Cathedral Priests after their COVID-19 jab.
Cathedral priests Frs Garner Vergara, CJ Millen, Richard Rutkauskas and Cathedral Dean Rev Dr Sean Fernandez recently received their COVID-19 jab. Photo: Supplied.

Australian Catholic University vaccine expert Dr Roger Lord says the association between the vaccine and risk of developing blood clots afterwards has been made without consideration and examination of an individuals’ own personal level of risk.

“Any reported cases of blood clotting following administration of the AstraZeneca vaccine has automatically been assumed to be a result of the vaccine rather than a case by case evaluation of risk factors that may have increased the likeliness of blood clots forming in that person,” Dr Lord said.

“The medical urgency in the UK and Europe led to limited medical history being taken for each person being vaccinated to assess an individual’s risk prior to vaccination. So, when we see reports about blood clots, we automatically assume it is the result of the vaccine rather than something in the person’s medical history.”

Prior to vaccination, Dr Lord said people should visit their general practitioner to evaluate their personal risk of developing blood clots by asking about:

  1. Personal or family history of blood clotting disorders or autoimmune disease
  2. Currently prescribed or over the counter medications that may influence clotting. In the elderly this can be several drugs to treat chronic conditions such as blood pressure, cholesterol, type 2 diabetes, arthritis, osteoporosis
  3. The risk of any up-coming or recent surgical procedures and treatments that increase risk of clotting
  4. Whether a full blood count is required for platelet numbers and evaluation of clotting times
  5. Personal risk of other factors such as smoking, use of oral contraceptives, HRT or use of hormones that stimulate red blood formation.

“Based on this information, a doctor will be able to assess the specific risk for an individual and advise if the AstraZeneca vaccine is suitable for vaccination against COVID-19 or if another COVID-19 vaccine formulation would be more advantageous,” Dr Lord said.

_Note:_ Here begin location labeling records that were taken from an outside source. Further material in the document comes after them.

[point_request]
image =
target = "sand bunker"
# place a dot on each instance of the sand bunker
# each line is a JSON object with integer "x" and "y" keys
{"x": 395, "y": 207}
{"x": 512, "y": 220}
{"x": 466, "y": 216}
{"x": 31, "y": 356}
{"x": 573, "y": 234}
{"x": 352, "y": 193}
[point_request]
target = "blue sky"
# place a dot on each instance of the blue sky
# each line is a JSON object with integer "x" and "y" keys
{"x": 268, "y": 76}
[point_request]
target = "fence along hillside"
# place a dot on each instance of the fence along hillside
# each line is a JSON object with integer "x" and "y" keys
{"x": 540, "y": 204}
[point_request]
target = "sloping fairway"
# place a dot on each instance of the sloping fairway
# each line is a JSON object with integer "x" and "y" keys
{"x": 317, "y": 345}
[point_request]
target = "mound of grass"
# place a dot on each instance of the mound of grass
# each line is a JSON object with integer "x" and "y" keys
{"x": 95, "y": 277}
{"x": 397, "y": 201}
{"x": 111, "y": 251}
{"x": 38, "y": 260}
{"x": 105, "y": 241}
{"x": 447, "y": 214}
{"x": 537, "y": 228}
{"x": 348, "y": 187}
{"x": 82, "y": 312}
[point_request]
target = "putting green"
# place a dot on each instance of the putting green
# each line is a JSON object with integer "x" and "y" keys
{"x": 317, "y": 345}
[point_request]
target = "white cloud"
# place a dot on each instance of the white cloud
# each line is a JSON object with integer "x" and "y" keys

“The bottom line is that if you have concerns, discuss them with their doctor.”

He added that currently there is no data available for the risk versus benefit associated with any of the newly developed COVID-19 vaccines in patients with rheumatic or neuro-inflammatory auto-immune diseases.

“Vaccine hesitancy in this group is largely centred on concerns of aggravation of the underlying autoimmune disease. Vaccines available for other conditions have resulted in few adverse events in people with autoimmune disease.”